VRとかそういう可能性もある、が、、、。
青い空、白い雲、空気がおいしい、遠くには山が見える、さらにマンションはおろそか道さえない。
色々考えた結果、一言俺は放った。
「ここどこ?」
まだ信じてないのかとばかりにジーと俺の目を見つめてきた。
「だから異世界ですよ?まだ信じていないなら、、ほら。」
彼女は足元にある花を一つとると俺の髪の毛に付けた。
「これが何か?」
「ジャンプしてごらん?」
半分バカバカしく思いながら、軽くジャンプをすると、ふわぁと体が宙に浮いた。
「おぉお!?なんだこれ?」
バタバタと足を動かす、まるで水の中にいるようだ。
「それは浮遊花といって、花を取ってから付けた人に浮遊の力を授けるという魔花よ。」
「ふゆぅばな?そんな花聞いたことないぞ?」
俺はスマホを出して浮遊花と検索ボックスに打ち込み検索ボタンを押す。
「ネットワークに接続できません、、ね。」
俺はメアリーさんの方を見る。
「はぁ、、だから異世界なんだって。認めてくれないですかね?」
「、、そうですね認めますよ。」
「なら良かったです。説明しますね。」
目の前にはスクリーン?のような物が出現する。
全く不思議だどこから投影しているのか、、いや異世界だったな。
「まず、ここがあなたの世界です。」
スクリーンにある多くの円の中に一つだけある青い丸を指で示す。
「そして、今いるのがここです。名前は【花の楽園】、物理法則はb-24が使用されていてあなたの世界とは比較的近いですね。ただ主要技術が魔法なんでそうは感じないと思いますが。」
と言いながら少し離れた赤い丸をさす。
うんうんとうなずきながら俺は質問をする。
「ここが異世界ってことも分かったし、メアリーさんが言ってることも信じるよ。

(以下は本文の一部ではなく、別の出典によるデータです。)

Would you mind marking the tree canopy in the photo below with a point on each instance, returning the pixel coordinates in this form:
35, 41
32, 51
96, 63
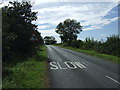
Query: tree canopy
17, 28
68, 30
49, 40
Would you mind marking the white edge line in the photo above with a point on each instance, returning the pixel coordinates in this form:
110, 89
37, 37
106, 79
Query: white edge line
113, 79
84, 63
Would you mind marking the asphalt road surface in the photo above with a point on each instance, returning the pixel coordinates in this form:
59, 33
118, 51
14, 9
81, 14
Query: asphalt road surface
70, 69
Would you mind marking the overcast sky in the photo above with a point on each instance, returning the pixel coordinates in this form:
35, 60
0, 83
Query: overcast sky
99, 19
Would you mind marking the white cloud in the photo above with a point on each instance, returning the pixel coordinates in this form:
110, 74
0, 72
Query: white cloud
89, 14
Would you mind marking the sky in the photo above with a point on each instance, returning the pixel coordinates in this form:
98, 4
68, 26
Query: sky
99, 19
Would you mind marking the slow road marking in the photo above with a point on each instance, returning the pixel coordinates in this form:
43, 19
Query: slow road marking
66, 65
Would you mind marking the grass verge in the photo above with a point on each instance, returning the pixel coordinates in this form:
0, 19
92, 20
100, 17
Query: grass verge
114, 59
32, 73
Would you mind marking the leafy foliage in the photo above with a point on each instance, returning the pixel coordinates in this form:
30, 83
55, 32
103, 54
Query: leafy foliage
17, 30
110, 46
49, 40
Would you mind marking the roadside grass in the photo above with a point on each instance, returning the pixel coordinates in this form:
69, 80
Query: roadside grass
32, 73
112, 58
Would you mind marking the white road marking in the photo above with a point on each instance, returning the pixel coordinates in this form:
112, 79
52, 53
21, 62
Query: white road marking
113, 79
84, 63
49, 48
59, 59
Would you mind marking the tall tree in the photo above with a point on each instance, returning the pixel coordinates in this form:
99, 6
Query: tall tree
17, 29
49, 40
68, 30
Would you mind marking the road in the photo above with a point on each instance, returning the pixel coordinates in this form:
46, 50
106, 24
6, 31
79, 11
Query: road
70, 69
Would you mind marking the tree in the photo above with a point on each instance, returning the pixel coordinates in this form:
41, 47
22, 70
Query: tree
17, 28
49, 40
68, 30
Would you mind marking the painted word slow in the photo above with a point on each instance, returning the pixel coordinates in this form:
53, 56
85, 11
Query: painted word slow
66, 65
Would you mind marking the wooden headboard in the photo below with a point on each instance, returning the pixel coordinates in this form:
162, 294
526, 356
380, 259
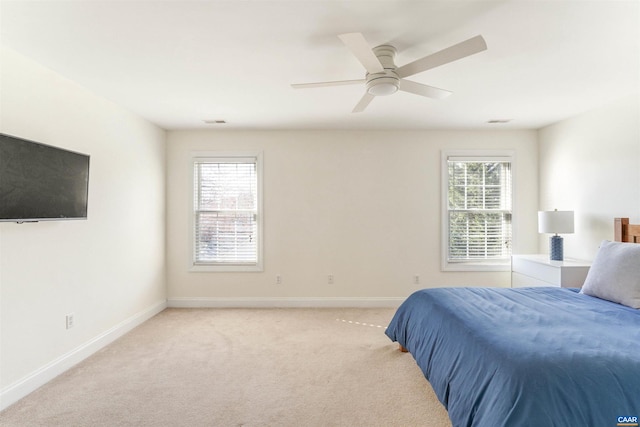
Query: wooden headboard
625, 232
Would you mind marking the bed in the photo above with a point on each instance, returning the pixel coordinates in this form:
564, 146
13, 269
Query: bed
533, 356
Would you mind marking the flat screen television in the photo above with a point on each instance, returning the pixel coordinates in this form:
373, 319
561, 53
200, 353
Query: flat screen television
39, 182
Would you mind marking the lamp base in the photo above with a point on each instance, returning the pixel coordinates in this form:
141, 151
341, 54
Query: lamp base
555, 248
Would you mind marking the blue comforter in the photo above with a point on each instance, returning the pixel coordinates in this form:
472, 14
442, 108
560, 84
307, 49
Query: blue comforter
524, 357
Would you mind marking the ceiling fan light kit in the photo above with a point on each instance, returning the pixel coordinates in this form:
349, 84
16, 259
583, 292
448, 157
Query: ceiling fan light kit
384, 78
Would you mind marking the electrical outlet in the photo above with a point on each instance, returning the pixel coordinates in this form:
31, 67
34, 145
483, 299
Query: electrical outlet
71, 320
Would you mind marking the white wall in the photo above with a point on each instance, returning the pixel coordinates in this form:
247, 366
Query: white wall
109, 270
591, 164
363, 206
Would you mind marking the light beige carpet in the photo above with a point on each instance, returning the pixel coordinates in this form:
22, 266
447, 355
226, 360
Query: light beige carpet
242, 367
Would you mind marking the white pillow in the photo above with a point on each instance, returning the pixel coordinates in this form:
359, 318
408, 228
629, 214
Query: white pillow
615, 274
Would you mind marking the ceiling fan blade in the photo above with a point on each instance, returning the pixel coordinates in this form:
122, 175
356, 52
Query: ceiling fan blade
423, 90
325, 84
457, 51
360, 48
364, 101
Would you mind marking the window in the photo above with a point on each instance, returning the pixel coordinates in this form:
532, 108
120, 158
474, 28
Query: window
477, 210
227, 225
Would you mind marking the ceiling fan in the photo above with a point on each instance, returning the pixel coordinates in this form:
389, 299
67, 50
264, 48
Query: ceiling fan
384, 78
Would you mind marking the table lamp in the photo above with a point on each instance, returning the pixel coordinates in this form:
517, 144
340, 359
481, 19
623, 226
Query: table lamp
557, 222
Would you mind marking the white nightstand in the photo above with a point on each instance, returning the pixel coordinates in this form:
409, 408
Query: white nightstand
539, 270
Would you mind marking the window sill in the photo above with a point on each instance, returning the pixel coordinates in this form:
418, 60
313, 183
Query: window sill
476, 266
205, 268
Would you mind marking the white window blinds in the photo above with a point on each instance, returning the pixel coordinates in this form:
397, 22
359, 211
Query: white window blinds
226, 211
479, 209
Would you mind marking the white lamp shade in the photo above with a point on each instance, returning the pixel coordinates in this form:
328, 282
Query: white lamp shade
559, 222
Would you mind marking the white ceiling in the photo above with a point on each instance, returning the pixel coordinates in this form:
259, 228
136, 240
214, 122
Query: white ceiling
177, 63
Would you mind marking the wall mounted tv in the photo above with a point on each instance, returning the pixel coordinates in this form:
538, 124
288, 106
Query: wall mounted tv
39, 182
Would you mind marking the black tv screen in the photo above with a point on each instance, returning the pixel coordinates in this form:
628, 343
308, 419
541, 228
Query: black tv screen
39, 182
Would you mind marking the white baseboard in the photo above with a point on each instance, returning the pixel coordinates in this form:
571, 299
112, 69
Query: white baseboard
273, 302
16, 391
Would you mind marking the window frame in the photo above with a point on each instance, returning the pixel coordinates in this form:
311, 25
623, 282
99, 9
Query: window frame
477, 155
220, 156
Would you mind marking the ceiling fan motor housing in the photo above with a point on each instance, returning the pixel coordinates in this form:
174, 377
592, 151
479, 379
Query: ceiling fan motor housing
386, 82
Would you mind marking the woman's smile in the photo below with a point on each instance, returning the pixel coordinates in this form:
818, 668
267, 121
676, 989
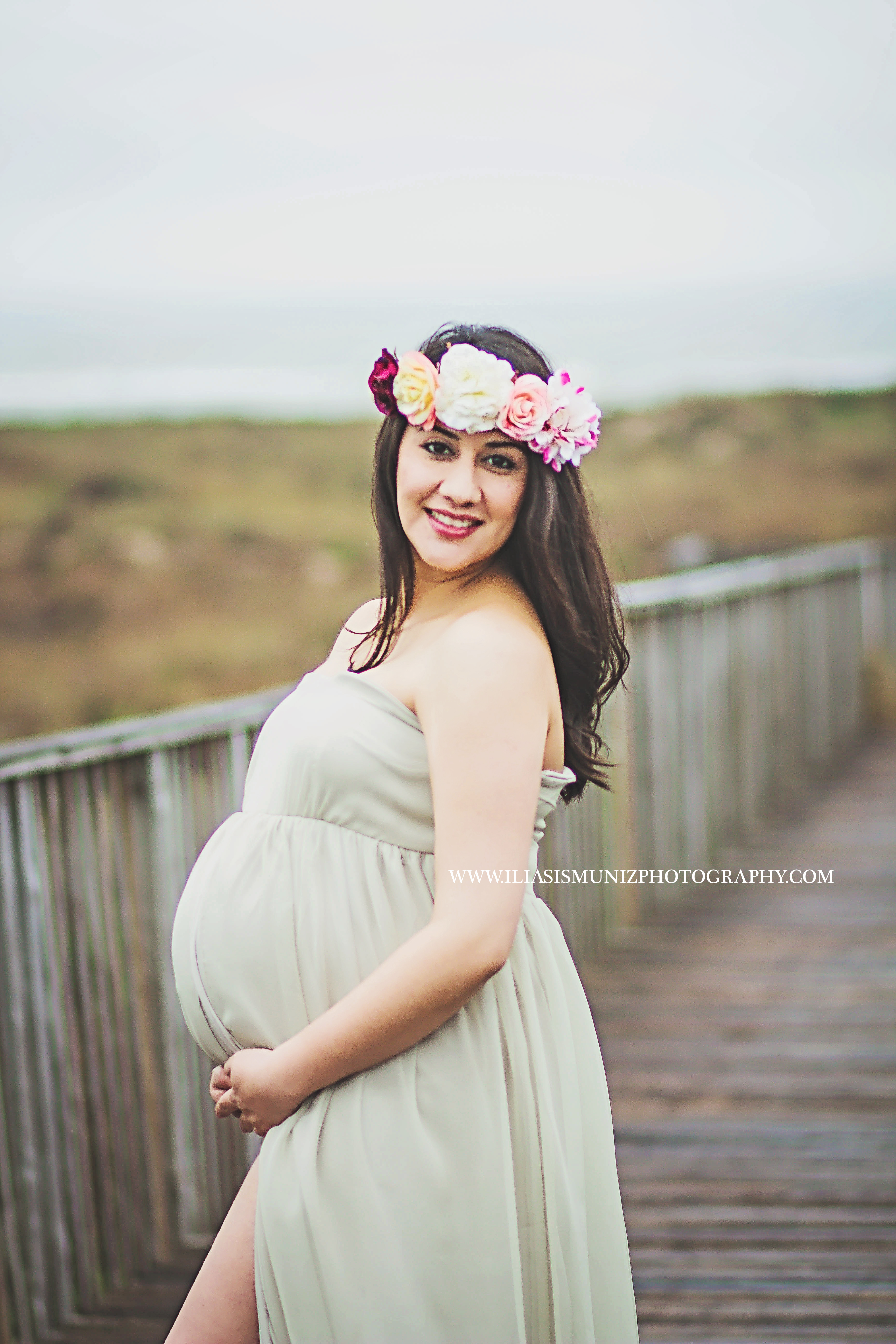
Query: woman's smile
452, 525
459, 495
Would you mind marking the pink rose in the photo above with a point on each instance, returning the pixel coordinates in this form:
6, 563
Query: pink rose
524, 415
381, 382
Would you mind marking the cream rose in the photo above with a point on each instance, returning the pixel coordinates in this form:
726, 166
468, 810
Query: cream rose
473, 389
416, 388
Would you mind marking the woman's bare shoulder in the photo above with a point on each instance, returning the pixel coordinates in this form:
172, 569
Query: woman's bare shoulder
359, 624
499, 638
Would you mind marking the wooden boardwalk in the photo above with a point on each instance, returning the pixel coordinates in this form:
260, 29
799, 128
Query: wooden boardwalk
750, 1046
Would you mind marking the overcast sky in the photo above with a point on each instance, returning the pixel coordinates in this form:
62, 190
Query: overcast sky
289, 150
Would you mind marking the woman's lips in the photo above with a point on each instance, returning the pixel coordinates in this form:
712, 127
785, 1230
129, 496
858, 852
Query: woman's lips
448, 525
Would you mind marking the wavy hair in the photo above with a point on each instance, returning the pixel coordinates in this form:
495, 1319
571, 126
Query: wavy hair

世界を創るっていうのはどういうことなんだ?」
メアリーさんはスクリーンにタップして新しい円を出現させる。
「つまり、こうやって自分好みの世界を創れるわけですよ。今いる【花の楽園】だって田中さんっていう元日本人が創ったものです。」
「元、、ってどういうことです?」
「そうですね。世界を創るということは異世界の神になるということなのです。つまり、魂は神化されて元の世界では死んだこととなります。」
いった意味を理解するのに数秒を費やした。
え、、と、、つまり俺が仮にここでメアリーさんとお話して異世界の神になった場合、、、死ぬってこと!?
「いや、、です。」
「え?」
困惑した顔でメアリーさんが聞き返してくる。
「まだ、、、死にたくないです。」
「、、あぁ、、別に話しを聞いたからと言って強制的に契約させたりしませんから。」
「ほんとですか、、?」
「本当ですよ。怖がらせてしまいましたね、すいません。何せ死亡願望がある人しか、うちの店は見えませんからね、、、。あなたはイレギュラーなんですよ。」
その話を聞いてなんとなく分かった。
本来は自殺願望がある人が死ぬよりは、とメアリーさんの所を訪れて異世界の神になるということか。
しかし、なんで俺にあの店が見えたのだろか、、不思議だ。
「まぁ、そんなところです。この辺にして店に戻りましょうか。」
そういってメアリーさんが店の方を向くと同時に顔色が変わる。
「え?」
俺もそれにつられて店を見る。
めらめらと燃える店。
立ち上る煙、、、。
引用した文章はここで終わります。